Elisabeth-Aue: Grüne fordern Acker statt Wohnquartier

Veröffentlicht am 25.10.2018 von Christian Hönicke

Landwirtschaft statt Wohnungen auf der Elisabeth-Aue – das fordern Berlins Grüne. Als Ausgleich für andere Bauprojekte im Bezirk Pankow wie dem „Blankenburger Süden“ und das „Pankower Tor“ soll die 70 Hektar große Fläche zwischen Französisch Buchholz und Rosenthal unbebaut bleiben, so Antje Kapek, Fraktionschefin von B’90/Grüne im Berliner Abgeordnetenhaus. Sie nannte die landeseigene Elisabeth-Aue „einen wundervollen Acker“, der auch weiterhin landwirtschaftlich genutzt werden solle. Und zwar nach Wunsch der Grünen durch kleinbäuerliche, biologisch produzierende Betriebe. Kapek: „Es fehlt in Berlin an Flächen für die urbane Landwirtschaft.“

Auf Zustimmung stieß die Idee in Teilen der Linken. Die SPD und ihr Regierender Bürgermeister Michael Müller sind hingegen weiter für eine Bebauung. Müller erklärte unlängst, die Diskussion um Flächen wie die Elisabeth-Aue und auch das Tempelhofer Feld „beginnt wieder, weil der Druck wächst“. Spätestens zum Ende der laufenden Wahlperiode 2021 werde man angesichts der Wohnungsnot wieder über eine Bebauung reden müssen.

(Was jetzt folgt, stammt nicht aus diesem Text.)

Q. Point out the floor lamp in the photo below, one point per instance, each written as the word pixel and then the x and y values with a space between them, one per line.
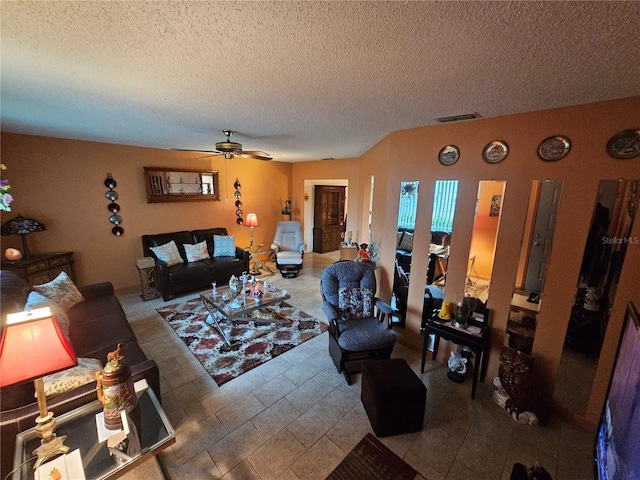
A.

Unter dem Vorgängersenat entstanden die Pläne für rund 5000 Wohnungen auf der Elisabeth-Aue, nach Protesten sollen sie laut Koalitionsvertrag in dieser Legislaturperiode aber nicht weiter verfolgt werden. Für die Berliner Grünen komme eine Bebauung dieser Fläche aber auch danach nicht infrage, so Kapek. Unterstützung bekommt sie von der Pankower CDU. Sie will die Elisabeth-Aue am liebsten gleich ganz unter Naturschutz stellen. Einen entsprechenden Vorstoß brachte sie vor kurzem in die Pankower Bezirksverordnetenversammlung ein.